Re: [BioRDF] Scalability from Ora Lassila on 2006-04-04 (public-semweb-lifesci@w3.org from April 2006)

From: Ora Lassila <ora.lassila@nokia.com>
Date: Tue, 04 Apr 2006 15:07:56 -0400
To: "Cutler, Roger (RogerCutler)" <RogerCutler@chevron.com>
CC: <public-semweb-lifesci@w3.org>
Message-ID: <C0583C4C.18080%ora.lassila@nokia.com>

Roger,

I guess I am not similarly worried about data size -- anymore, as some RDF
folks may remember that I was championing a very different syntax for RDF in
the early days of Semantic Web work. As for your suggestions, I have the
following comments:

1 - Doable, for sure. We have built applications and systems that do this.
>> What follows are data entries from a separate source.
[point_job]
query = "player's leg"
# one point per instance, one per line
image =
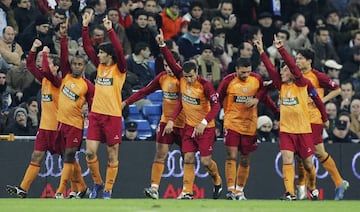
(329, 164)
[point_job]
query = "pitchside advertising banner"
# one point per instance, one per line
(265, 179)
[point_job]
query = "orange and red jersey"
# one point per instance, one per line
(74, 92)
(320, 81)
(234, 93)
(294, 115)
(49, 92)
(170, 87)
(110, 78)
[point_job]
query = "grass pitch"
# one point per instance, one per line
(207, 205)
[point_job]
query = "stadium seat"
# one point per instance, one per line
(144, 129)
(152, 113)
(156, 97)
(134, 113)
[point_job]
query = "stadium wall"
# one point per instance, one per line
(264, 182)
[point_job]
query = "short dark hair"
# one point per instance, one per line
(189, 66)
(307, 53)
(140, 46)
(243, 62)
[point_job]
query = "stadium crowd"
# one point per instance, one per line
(212, 33)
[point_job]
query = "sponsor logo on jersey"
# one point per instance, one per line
(190, 100)
(46, 97)
(242, 99)
(170, 95)
(69, 93)
(104, 81)
(290, 101)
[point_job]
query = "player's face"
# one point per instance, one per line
(190, 77)
(243, 72)
(167, 68)
(104, 57)
(77, 66)
(285, 74)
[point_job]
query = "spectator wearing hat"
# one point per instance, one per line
(209, 66)
(332, 69)
(37, 30)
(171, 19)
(264, 127)
(20, 125)
(265, 22)
(130, 131)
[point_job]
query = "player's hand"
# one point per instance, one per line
(277, 42)
(259, 45)
(64, 28)
(168, 128)
(87, 18)
(251, 102)
(37, 43)
(160, 38)
(198, 130)
(107, 23)
(326, 124)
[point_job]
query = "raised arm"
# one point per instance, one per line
(64, 50)
(151, 87)
(119, 50)
(176, 68)
(89, 49)
(274, 75)
(30, 61)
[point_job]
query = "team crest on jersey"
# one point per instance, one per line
(288, 94)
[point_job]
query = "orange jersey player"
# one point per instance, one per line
(321, 81)
(169, 84)
(295, 124)
(47, 133)
(240, 93)
(75, 92)
(105, 118)
(199, 102)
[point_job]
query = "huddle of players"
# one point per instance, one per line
(190, 105)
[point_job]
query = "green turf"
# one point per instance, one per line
(120, 205)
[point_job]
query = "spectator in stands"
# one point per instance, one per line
(171, 19)
(332, 69)
(7, 17)
(298, 32)
(323, 48)
(139, 32)
(342, 132)
(137, 64)
(209, 66)
(40, 30)
(265, 22)
(264, 126)
(70, 15)
(9, 49)
(130, 131)
(190, 44)
(113, 15)
(125, 18)
(151, 6)
(196, 10)
(20, 126)
(24, 14)
(5, 95)
(331, 110)
(99, 10)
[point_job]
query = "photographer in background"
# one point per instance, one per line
(342, 133)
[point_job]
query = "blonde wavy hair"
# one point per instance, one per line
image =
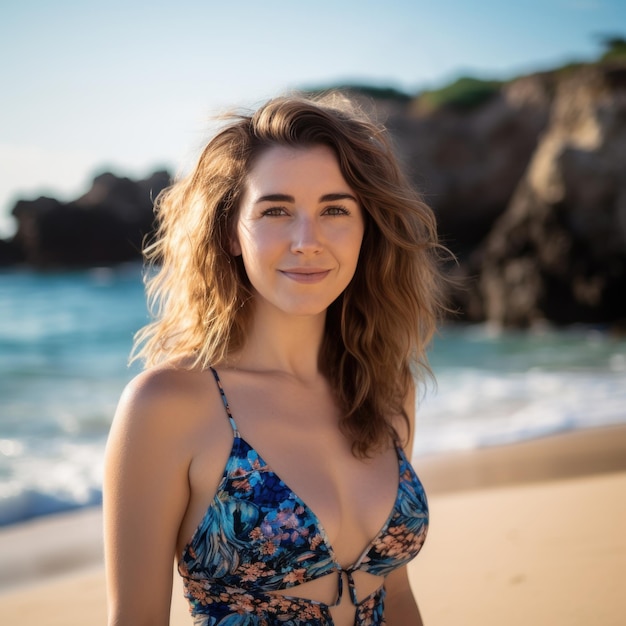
(377, 332)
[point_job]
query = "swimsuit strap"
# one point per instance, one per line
(225, 402)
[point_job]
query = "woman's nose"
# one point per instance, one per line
(306, 237)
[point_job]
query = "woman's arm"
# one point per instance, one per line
(400, 606)
(145, 497)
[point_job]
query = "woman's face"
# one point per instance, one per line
(299, 229)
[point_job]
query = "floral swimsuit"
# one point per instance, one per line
(259, 537)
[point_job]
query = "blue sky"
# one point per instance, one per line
(129, 86)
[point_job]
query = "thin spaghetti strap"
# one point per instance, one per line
(225, 401)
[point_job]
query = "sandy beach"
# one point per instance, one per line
(531, 533)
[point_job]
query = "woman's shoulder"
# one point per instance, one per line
(169, 397)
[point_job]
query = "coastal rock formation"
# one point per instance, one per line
(468, 162)
(527, 178)
(103, 227)
(558, 254)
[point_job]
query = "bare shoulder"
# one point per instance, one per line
(167, 401)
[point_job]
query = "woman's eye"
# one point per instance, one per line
(336, 210)
(273, 211)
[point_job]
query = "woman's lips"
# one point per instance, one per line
(308, 275)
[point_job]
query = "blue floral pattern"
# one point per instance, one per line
(258, 537)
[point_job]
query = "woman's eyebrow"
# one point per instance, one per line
(276, 197)
(282, 197)
(333, 197)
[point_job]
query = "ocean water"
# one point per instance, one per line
(65, 340)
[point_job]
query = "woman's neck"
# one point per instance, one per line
(285, 343)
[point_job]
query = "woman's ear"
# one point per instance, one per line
(233, 245)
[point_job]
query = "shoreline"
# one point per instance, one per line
(536, 525)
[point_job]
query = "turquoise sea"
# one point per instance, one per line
(65, 339)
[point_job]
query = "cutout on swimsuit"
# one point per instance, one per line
(258, 539)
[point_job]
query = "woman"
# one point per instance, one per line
(296, 288)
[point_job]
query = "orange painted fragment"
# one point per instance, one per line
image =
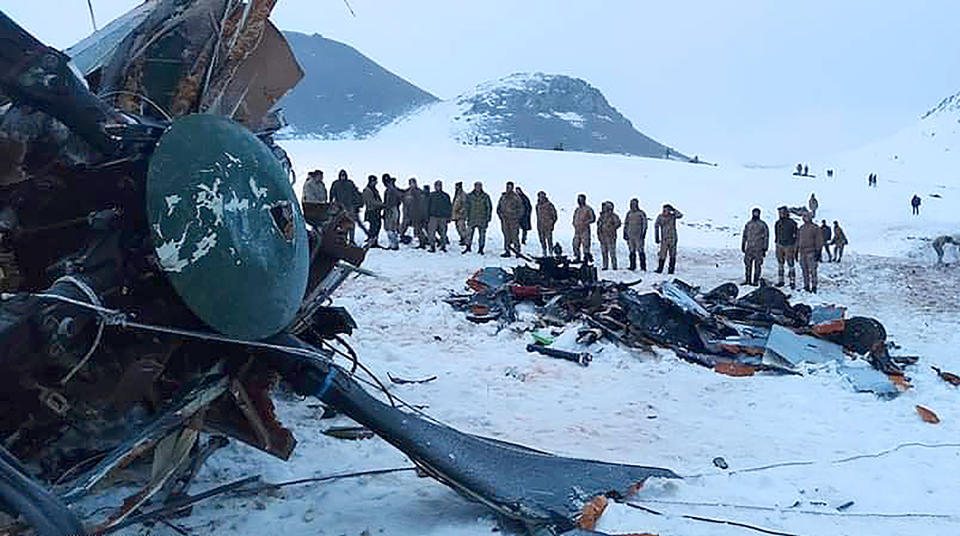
(927, 415)
(592, 511)
(732, 368)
2 - This -- IMHO -- is misplaced optimization; that is, let's use on-the-fly
compression/decompression instead, because these types of techniques
typically yield much better results and work across all data, not just by
compressing some aspect of the data.

3 - I don't see how this actually alleviates the problem. How do you then
fetch the "actual" data? Don't you run into the same problem then? Or are
you actually suggesting abandoning the use of RDF there?

Regards,

    - Ora

On 2006-04-04 12:34, "Cutler, Roger (RogerCutler)" <RogerCutler@chevron.com>
wrote:

> 
> Somewhere down near the bottom of the lengthy thread that started with a
> query about ontology editors, someone casually mentioned that 53 Mby of
> data that was "imported" -- from which I infer it was not binary,
> compressed data but in some sort of text format -- turned into over 800
> Mby of RDF.  Frankly, a factor of 15 in size, possibly from a format
> that is fairly large to start out with, worries me.  There have since
> been some comments that sound like people think that they are going to
> deal with this by generating RDF only on-the-fly, as needed.  It seems
> to me, given the networked nature of RDF, that this is likely to have
> its own problems.  None of the solutions of which I am aware that
> actually are in operation work this way, but I will freely admit that my
> experience level here is pretty low.
> 
> It seems to me that there are at least three ways that one might try to
> cope with this issue:
> 
> 1 - Generate the RDF on-the-fly (as I said, I'm personally dubious about
> this one).
> 
> 2 - Make the RDF smaller somehow (maybe by making the URI's shorter, a
> al tinyurl???)
> 
> 3 - Limit the amount of information that is actually put into RDF to
> some sort of descriptive metadata and keep pointers to the real data,
> which is in some other format.
> 
> I think that the third approach is what I have seen done, but I get the
> impression that people may not be thinking in this way in this group.
> 
> I've prefaced this [BioRDF] because there has already been some
> discussion of scalability in that context and I believe that this issue
> has recently been upgraded in the deliverables of this subgroup.
> 
> Incidentally, what happened to the BioRDF telcons on Monday?  I was on
> vacation for a while and when I came back it didn't seem to be there.
> 
>

Received on Tuesday, 4 April 2006 19:09:13 UTC